Italian jurist and scholar (died 1193)

Burgundio of Pisa, sometimes erroneously styled "Burgundius", was a 12th-century Italian jurist. He was an ambassador for Pisa at Constantinople in 1136. He was a professor in Paris, and assisted at the Lateran Council in 1179, dying at a very advanced age in 1193.

==Scholarly works==

He was a distinguished Greek scholar, and is believed on the authority of Odofredus to have translated into Latin, soon after the Pandects were brought to Bologna, the various Greek fragments which occur in them, with the exception of those in the 27th book, the translation of which has been attributed to Modestinus.

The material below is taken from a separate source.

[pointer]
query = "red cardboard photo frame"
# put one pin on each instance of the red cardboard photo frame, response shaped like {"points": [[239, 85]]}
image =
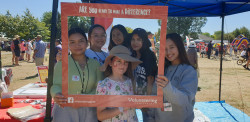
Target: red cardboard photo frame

The Latin translations ascribed to Burgundio were received at Bologna as an integral part of the text of the Pandects, and form part of that known as The Vulgate in distinction from the Florentine text.

In addition, he translated from Greek into Latin Exposition of the Orthodox Faith by John of Damascus, the third part of his Fountain of Wisdom, upon the request of Pope Eugene III; On human nature by Nemesius of Emesa; Galen's On complexions; Books 6-8 (on winemaking) of the Geoponica; and homilies on Matthew and John by John Chrysostom, as well as the first Latin translation of Aristotle's Nicomachean Ethics (Ethica vetus).

==Biography==
From 1135 to 1140, he lived in Constantinople, the main center of knowledge in the Greek world at the time. In the Byzantine capital, he participated in the philosophical dispute of 1136 along with James of Venice and Moses of Bergamo.
Back in Italy, he proposed to Frederick Barbarossa that he have numerous Greek works translated.
He had numerous pupils, including Rolando da Lucca and Uguccione.

According to the Pisan calendar he died on October 30, 1194, at a very old age.

==Bibliography==
- P. Classen, Burgundio von Pisa. Heidelberg, 1974.